Symptom: VSCodium shows "Error 127" when trying to use Claude Code

Cause: Claude wrapper can't find Node.js executable

Solutions:

1. Run the diagnostic wrapper:

   CLAUDE_DEBUG=1 ~/.npm-global/bin/claude-wrapper --version

   This shows exactly where it's searching for Node.js.

2. Verify Node.js is installed:

   which node
   node --version

   If this fails, Node.js wasn't installed properly.

3. Restart your shell to refresh PATH:

   exec zsh

4. Re-apply home-manager config:

   home-manager switch --flake ~/.dotfiles/home-manager#$(whoami)

5. Reinstall Claude Code:

   export NPM_CONFIG_PREFIX=~/.npm-global
   npm install -g @anthropic-ai/claude-code

6. Check VSCodium settings:

   cat ~/.config/VSCodium/User/settings.json | grep -A5 "claude-code"
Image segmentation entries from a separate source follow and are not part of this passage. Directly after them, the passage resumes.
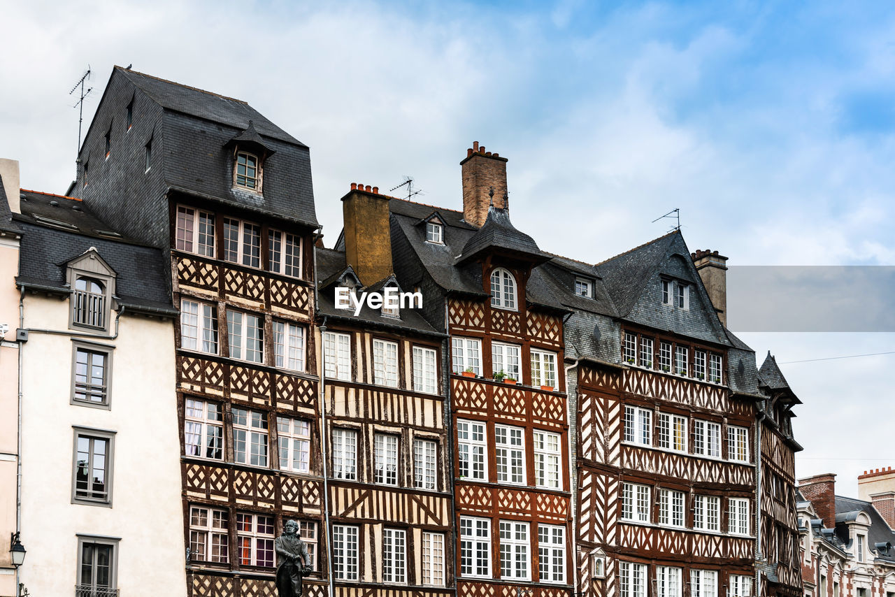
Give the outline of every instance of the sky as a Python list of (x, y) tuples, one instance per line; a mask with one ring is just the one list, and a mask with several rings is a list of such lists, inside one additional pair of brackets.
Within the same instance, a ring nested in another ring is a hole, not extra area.
[[(388, 192), (413, 176), (416, 200), (460, 208), (477, 141), (508, 158), (513, 222), (552, 252), (601, 261), (679, 209), (690, 249), (730, 266), (895, 266), (891, 3), (32, 0), (4, 13), (0, 157), (21, 160), (24, 188), (65, 192), (69, 90), (90, 65), (86, 131), (113, 65), (132, 64), (244, 99), (309, 145), (328, 246), (352, 182)], [(888, 332), (742, 337), (781, 363), (895, 351)], [(805, 403), (799, 476), (836, 473), (848, 495), (895, 465), (879, 416), (893, 368), (895, 354), (784, 365)]]

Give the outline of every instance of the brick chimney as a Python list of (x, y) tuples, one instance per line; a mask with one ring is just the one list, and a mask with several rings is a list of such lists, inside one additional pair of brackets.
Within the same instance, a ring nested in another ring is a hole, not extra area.
[(392, 273), (388, 200), (379, 187), (351, 183), (342, 198), (345, 256), (361, 284), (370, 286)]
[(827, 528), (836, 526), (836, 475), (832, 473), (815, 474), (798, 480), (798, 489), (811, 502), (817, 516)]
[(699, 251), (690, 253), (699, 277), (703, 278), (705, 292), (718, 311), (718, 319), (727, 327), (727, 257), (717, 251)]
[(460, 162), (463, 175), (463, 218), (474, 226), (481, 227), (488, 217), (491, 203), (490, 190), (494, 189), (494, 207), (509, 208), (507, 199), (507, 158), (485, 151), (479, 141), (466, 149), (466, 157)]

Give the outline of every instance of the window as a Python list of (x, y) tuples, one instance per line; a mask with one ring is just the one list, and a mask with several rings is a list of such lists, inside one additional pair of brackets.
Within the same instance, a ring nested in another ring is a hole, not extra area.
[(268, 257), (270, 271), (302, 277), (302, 238), (279, 230), (268, 232)]
[(226, 564), (229, 516), (226, 510), (190, 507), (190, 561)]
[(728, 458), (749, 462), (749, 430), (728, 425)]
[(274, 321), (274, 365), (294, 371), (304, 371), (304, 326)]
[(538, 487), (559, 487), (559, 434), (534, 430), (534, 482)]
[(513, 483), (515, 485), (525, 483), (524, 431), (521, 427), (494, 426), (499, 483)]
[(413, 439), (413, 482), (417, 489), (437, 489), (438, 442), (433, 439)]
[(659, 490), (659, 524), (684, 526), (684, 492)]
[(357, 479), (357, 431), (333, 430), (333, 476)]
[(226, 323), (230, 357), (263, 362), (264, 320), (258, 315), (227, 310)]
[(485, 423), (475, 421), (457, 421), (457, 456), (460, 463), (460, 478), (488, 478), (485, 463)]
[(646, 597), (646, 566), (618, 563), (619, 597)]
[(673, 566), (656, 567), (657, 597), (681, 597), (681, 572)]
[(112, 504), (114, 438), (109, 431), (75, 428), (73, 503)]
[(498, 268), (491, 272), (491, 306), (516, 311), (516, 278)]
[(625, 406), (625, 441), (642, 446), (652, 445), (652, 411), (639, 406)]
[(528, 580), (528, 523), (501, 520), (500, 577)]
[(749, 500), (745, 498), (728, 499), (728, 533), (749, 534)]
[(177, 251), (213, 258), (215, 256), (214, 214), (178, 205), (175, 248)]
[(252, 466), (268, 465), (268, 418), (260, 411), (233, 408), (234, 460)]
[(622, 483), (621, 517), (636, 523), (650, 522), (650, 488), (646, 485)]
[(445, 584), (445, 536), (440, 533), (422, 533), (422, 584)]
[(716, 422), (693, 422), (693, 453), (703, 456), (721, 456), (721, 426)]
[(693, 528), (720, 531), (720, 499), (717, 496), (695, 496), (693, 499)]
[(106, 328), (106, 285), (93, 277), (78, 277), (72, 299), (72, 323)]
[(333, 576), (357, 580), (357, 527), (333, 525)]
[(274, 517), (236, 513), (236, 549), (241, 566), (274, 566)]
[(382, 582), (406, 581), (407, 534), (401, 529), (382, 529)]
[(718, 572), (690, 570), (690, 597), (718, 597)]
[(351, 337), (347, 334), (324, 332), (324, 373), (328, 378), (351, 381)]
[(441, 225), (435, 222), (426, 222), (426, 242), (444, 244), (441, 235)]
[(491, 576), (491, 521), (460, 516), (460, 575)]
[(451, 348), (455, 373), (462, 373), (468, 369), (476, 375), (482, 375), (482, 340), (453, 337)]
[(108, 407), (112, 351), (74, 345), (72, 404)]
[(503, 371), (510, 380), (519, 381), (519, 346), (512, 344), (491, 343), (491, 370), (494, 374)]
[(532, 385), (558, 388), (556, 353), (532, 349)]
[(434, 348), (413, 346), (413, 389), (417, 392), (438, 392)]
[(566, 527), (538, 525), (538, 575), (541, 583), (566, 583)]
[(251, 153), (239, 151), (236, 154), (236, 186), (257, 191), (260, 186), (260, 182), (258, 158)]
[(669, 450), (686, 451), (686, 417), (659, 414), (656, 445)]
[(78, 536), (78, 597), (118, 593), (118, 540)]
[(180, 347), (217, 354), (217, 307), (181, 299)]
[(224, 260), (250, 268), (261, 267), (261, 226), (224, 218)]
[(224, 458), (224, 414), (221, 405), (187, 398), (183, 410), (183, 454), (200, 458)]
[(277, 441), (281, 471), (311, 471), (311, 422), (277, 417)]
[(376, 482), (397, 485), (397, 436), (376, 433), (373, 437)]

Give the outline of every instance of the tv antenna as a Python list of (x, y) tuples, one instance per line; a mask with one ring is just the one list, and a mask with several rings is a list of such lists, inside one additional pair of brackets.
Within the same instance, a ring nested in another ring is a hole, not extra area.
[(81, 89), (81, 97), (78, 101), (75, 102), (74, 106), (72, 107), (78, 108), (78, 151), (81, 151), (81, 124), (84, 121), (84, 98), (90, 95), (90, 91), (93, 90), (92, 87), (88, 87), (87, 90), (84, 90), (84, 82), (90, 78), (90, 65), (87, 65), (87, 72), (81, 76), (81, 79), (74, 84), (72, 90), (68, 92), (68, 95), (74, 93), (79, 88)]
[[(672, 216), (671, 214), (674, 214), (674, 215)], [(672, 209), (671, 211), (668, 212), (664, 216), (660, 216), (656, 219), (652, 220), (651, 222), (651, 224), (655, 224), (656, 222), (658, 222), (659, 220), (662, 219), (663, 217), (674, 217), (677, 220), (677, 222), (678, 222), (678, 226), (671, 226), (671, 230), (680, 230), (680, 208), (675, 208), (674, 209)], [(670, 232), (670, 230), (669, 232)]]
[(404, 177), (404, 182), (401, 183), (400, 184), (398, 184), (397, 186), (393, 186), (392, 188), (388, 189), (388, 192), (392, 192), (393, 191), (396, 191), (397, 189), (400, 189), (402, 186), (406, 186), (407, 187), (407, 196), (404, 198), (405, 200), (408, 200), (411, 197), (414, 197), (416, 195), (422, 195), (422, 194), (424, 194), (422, 192), (422, 189), (417, 189), (416, 191), (413, 190), (413, 179), (411, 176), (405, 176)]

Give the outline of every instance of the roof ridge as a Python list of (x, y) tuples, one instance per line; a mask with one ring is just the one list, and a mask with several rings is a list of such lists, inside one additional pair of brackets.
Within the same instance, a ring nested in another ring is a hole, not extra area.
[(134, 71), (132, 69), (124, 68), (124, 66), (118, 66), (117, 64), (115, 64), (114, 68), (115, 68), (115, 69), (117, 69), (119, 71), (126, 72), (133, 72), (134, 74), (139, 74), (141, 77), (148, 77), (149, 79), (155, 79), (156, 81), (160, 81), (163, 83), (170, 83), (172, 85), (176, 85), (178, 87), (183, 87), (183, 89), (192, 90), (193, 91), (199, 91), (200, 93), (205, 93), (205, 94), (208, 94), (209, 96), (214, 96), (216, 98), (220, 98), (221, 99), (229, 99), (230, 101), (238, 102), (238, 103), (243, 104), (245, 106), (249, 105), (249, 102), (245, 101), (244, 99), (238, 99), (236, 98), (231, 98), (229, 96), (225, 96), (225, 95), (222, 95), (220, 93), (215, 93), (214, 91), (209, 91), (207, 90), (200, 90), (198, 87), (192, 87), (192, 85), (184, 85), (183, 83), (178, 83), (176, 81), (171, 81), (169, 79), (162, 79), (161, 77), (157, 77), (157, 76), (154, 76), (154, 75), (151, 75), (151, 74), (147, 74), (146, 72), (141, 72), (140, 71)]

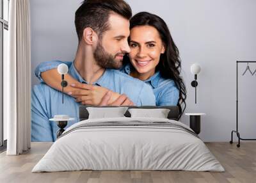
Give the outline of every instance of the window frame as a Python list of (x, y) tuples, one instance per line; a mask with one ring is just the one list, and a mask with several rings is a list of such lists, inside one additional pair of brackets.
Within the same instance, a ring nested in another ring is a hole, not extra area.
[[(0, 13), (0, 152), (4, 150), (6, 148), (6, 140), (4, 139), (4, 120), (3, 120), (3, 60), (4, 60), (4, 30), (8, 31), (8, 22), (4, 19), (4, 0), (0, 0), (1, 13)], [(10, 0), (7, 0), (8, 8)], [(8, 11), (8, 10), (7, 11)], [(8, 17), (9, 19), (9, 17)]]

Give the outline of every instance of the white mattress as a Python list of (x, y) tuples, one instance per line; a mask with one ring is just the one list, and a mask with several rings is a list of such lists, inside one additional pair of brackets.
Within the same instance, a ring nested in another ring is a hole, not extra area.
[[(121, 125), (90, 126), (115, 122)], [(168, 122), (172, 127), (122, 123)], [(186, 130), (182, 130), (182, 128)], [(196, 134), (177, 121), (152, 118), (90, 119), (74, 124), (57, 139), (32, 172), (93, 170), (223, 171)]]

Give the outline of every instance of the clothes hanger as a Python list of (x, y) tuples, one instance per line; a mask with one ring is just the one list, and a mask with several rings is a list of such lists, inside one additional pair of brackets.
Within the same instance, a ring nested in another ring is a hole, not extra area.
[[(255, 74), (255, 73), (256, 73), (256, 69), (255, 69), (255, 70), (254, 70), (253, 73), (252, 74), (252, 76), (253, 76), (254, 74)], [(256, 74), (255, 74), (255, 76), (256, 76)]]
[[(242, 76), (244, 76), (245, 74), (245, 73), (247, 72), (247, 70), (249, 70), (250, 73), (251, 73), (252, 75), (252, 72), (251, 71), (251, 70), (250, 69), (250, 67), (249, 67), (249, 63), (247, 63), (247, 67), (246, 67), (246, 69), (245, 69), (245, 71), (244, 72), (244, 73), (243, 73)], [(254, 73), (253, 72), (253, 73)]]

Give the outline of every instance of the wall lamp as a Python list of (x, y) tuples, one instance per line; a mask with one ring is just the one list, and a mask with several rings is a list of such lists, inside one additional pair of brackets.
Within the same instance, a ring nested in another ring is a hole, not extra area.
[(194, 63), (190, 67), (190, 71), (193, 74), (195, 75), (195, 80), (191, 82), (191, 86), (195, 87), (195, 103), (196, 104), (196, 86), (198, 85), (198, 83), (196, 81), (197, 79), (197, 74), (200, 72), (201, 67), (197, 63)]

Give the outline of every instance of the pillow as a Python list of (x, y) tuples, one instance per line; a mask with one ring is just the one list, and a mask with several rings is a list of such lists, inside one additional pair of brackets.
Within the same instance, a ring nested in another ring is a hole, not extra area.
[(124, 115), (127, 109), (127, 107), (86, 107), (89, 113), (88, 119), (125, 117)]
[(170, 109), (129, 109), (131, 117), (151, 117), (167, 118)]

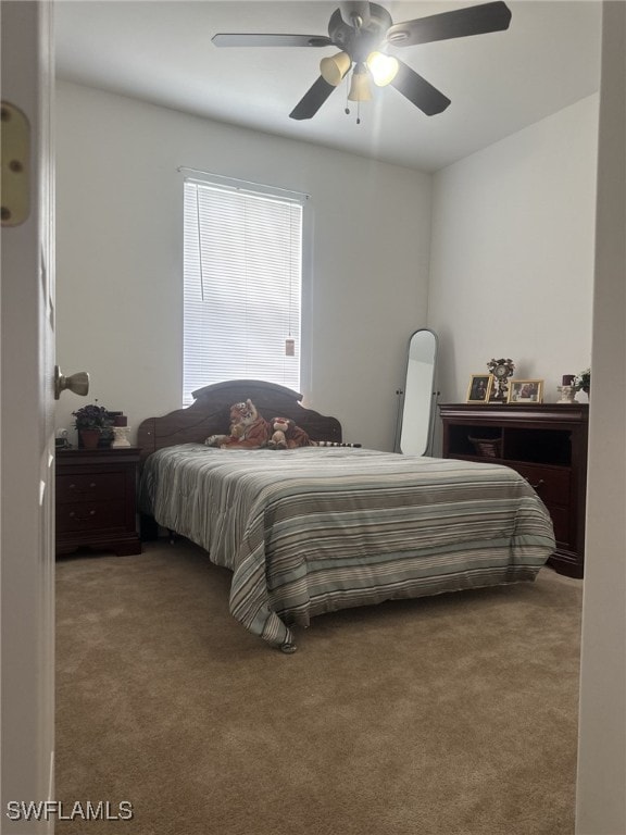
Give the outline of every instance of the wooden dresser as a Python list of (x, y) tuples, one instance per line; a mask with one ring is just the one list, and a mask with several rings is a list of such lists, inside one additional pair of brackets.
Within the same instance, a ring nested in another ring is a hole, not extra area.
[(549, 563), (583, 577), (587, 489), (587, 403), (440, 404), (443, 458), (516, 470), (550, 511), (556, 551)]
[(139, 449), (57, 451), (57, 553), (88, 546), (140, 553), (137, 534)]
   Should show executablePath pointing to ~/.npm-global/bin/claude-wrapper

7. Verify no Flatpak overrides exist:

   flatpak info com.visualstudio.code 2>/dev/null || echo "No conflicting Flatpak"

   Remove any com.visualstudio.code* or com.vscodium.codium* Flatpak apps—they replace the declarative programs.vscode package and undo the managed settings/extensions.

Symptom: VSCodium notifications show:

Unable to initialize Git; AggregateError(2)
    Error: Unable to find git
    Error: Unable to find git

Cause: GUI launches of VSCodium sometimes miss ~/.nix-profile/bin on PATH, so the editor cannot locate the Git binary that Home Manager installs. Without explicit configuration, the built-in Git extension immediately fails.

Fix (v4.2.0+): The declarative settings now set "git.path" to the exact derivation path of config.programs.git.package. Re-run the deploy script or home-manager switch so ~/.config/VSCodium/User/settings.json picks up that value.

Manual verification:

1. Confirm Git works in a terminal:

   git --version

2. Inspect the VSCodium settings file and ensure the stored path matches your git derivation:

   rg '"git.path"' ~/.config/VSCodium/User/settings.json

3. Relaunch VSCodium. The Git panel should populate without the AggregateError message.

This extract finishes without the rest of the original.